路地裏の曲がり角から、通報者であり被害者の友人である――白井洋子が現れる。
「――智ちゃん!」
智は危険地帯に飛び込んできた友人の姿を見るなり瞠目し、今までとはうってかわった元気さで怒鳴り声をあげた。
「ばっ、馬鹿じゃないのっ! なんであんたがここにいンのよ!」
「だって……気になったから――それより、もう大丈夫なの? 少し痩せたよね」
「あんたは……いつもあたしばっかり追いかけて……何やってんのよ」
知り合いに会ったことで、ようやく気が抜けたのか、智は力のない言葉を放つと、はらりと涙を落とす。
「心配されるのが……こんなに嬉しいなんて……あたしこそ馬鹿みたいじゃん」
智が本音を漏らすと、洋子は穏やかに言った。
「あたしだけじゃないよ。
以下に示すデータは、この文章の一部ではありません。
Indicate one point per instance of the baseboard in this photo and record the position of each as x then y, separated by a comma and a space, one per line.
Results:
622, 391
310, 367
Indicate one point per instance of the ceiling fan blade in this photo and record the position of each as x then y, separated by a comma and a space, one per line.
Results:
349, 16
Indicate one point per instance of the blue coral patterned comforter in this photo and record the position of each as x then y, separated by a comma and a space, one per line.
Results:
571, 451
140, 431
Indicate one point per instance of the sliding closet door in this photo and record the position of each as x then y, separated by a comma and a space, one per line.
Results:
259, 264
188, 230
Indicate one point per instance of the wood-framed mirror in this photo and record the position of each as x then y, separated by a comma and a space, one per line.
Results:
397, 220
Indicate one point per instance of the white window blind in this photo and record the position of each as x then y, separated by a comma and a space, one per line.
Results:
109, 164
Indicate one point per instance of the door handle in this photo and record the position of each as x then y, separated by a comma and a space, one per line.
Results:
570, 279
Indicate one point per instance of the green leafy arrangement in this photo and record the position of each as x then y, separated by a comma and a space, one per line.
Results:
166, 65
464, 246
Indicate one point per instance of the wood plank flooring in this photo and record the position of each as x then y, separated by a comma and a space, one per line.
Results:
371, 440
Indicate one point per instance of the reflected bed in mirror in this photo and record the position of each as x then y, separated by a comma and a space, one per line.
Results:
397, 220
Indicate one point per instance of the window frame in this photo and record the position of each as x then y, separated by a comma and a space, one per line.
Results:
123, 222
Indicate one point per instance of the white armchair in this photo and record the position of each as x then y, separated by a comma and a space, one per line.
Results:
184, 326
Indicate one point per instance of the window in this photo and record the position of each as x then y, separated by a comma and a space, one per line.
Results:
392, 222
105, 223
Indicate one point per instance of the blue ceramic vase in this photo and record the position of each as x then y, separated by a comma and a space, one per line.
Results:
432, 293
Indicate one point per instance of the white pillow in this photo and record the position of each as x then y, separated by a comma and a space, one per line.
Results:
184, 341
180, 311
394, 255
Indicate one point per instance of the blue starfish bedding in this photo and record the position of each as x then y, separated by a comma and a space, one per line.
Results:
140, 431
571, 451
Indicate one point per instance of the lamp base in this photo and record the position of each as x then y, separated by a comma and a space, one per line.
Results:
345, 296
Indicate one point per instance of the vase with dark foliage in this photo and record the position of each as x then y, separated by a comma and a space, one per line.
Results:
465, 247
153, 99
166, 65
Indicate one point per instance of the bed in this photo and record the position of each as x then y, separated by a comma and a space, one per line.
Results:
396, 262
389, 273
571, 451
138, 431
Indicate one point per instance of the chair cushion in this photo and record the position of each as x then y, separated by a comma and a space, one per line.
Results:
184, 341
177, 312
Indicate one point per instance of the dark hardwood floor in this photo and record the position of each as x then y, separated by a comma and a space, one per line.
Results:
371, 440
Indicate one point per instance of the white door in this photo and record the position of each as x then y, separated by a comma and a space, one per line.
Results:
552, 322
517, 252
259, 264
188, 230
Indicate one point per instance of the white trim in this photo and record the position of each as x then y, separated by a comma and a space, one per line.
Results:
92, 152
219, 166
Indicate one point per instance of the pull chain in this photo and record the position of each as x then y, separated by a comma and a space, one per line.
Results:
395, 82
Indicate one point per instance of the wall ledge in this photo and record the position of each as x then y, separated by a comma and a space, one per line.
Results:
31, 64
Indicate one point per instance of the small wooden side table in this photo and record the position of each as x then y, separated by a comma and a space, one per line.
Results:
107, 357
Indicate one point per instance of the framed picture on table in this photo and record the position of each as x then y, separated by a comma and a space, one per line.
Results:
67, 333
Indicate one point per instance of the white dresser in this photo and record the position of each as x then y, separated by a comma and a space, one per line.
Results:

智ちゃんのおばさんも、ずっと心配してご飯食べられなかったんだよ? 帰ったら、ちゃんと『ただいま』って言ってあげて?」
「……そんな恥ずかしいこと言えるかよ……もう何年も言ってないのに」
智は照れくさそうに口を尖らせるが、その目には大粒の水滴が溜まっていた。
素直になれない智を見て、焦れったくなったフィンは思わず口を挟む。
「憎たらしい奴でも無関心な人でも、大切な人でも。今の世界、何時会えなくなるかわかったもんじゃないから……友達は大切にしないと、ね?」
「そうそう。学校をサボったりするのは別にいいンだけど、友だちを心配させちゃダメだよ?」
フィンの言葉に同調して頷くゆいかだが、ふと自分の言葉にひっかかり――。
(あれ? サボっちゃダメかな。んー、あたしも時々サボるからいっか。いいよねっ)
自分基準で納得する。
「……あの、少しだけ席を外してあげませんか?」
ハッピーエンドの空気が漂うのを見て、琴音が声を潜めて言うと、皆はそれぞれ無言で同意し、一時的にその場から移動しようとする――が。
歓喜に満ちた顔で昆虫採集をするエリアスだけは声をかけることができず、そっとするしかなかった。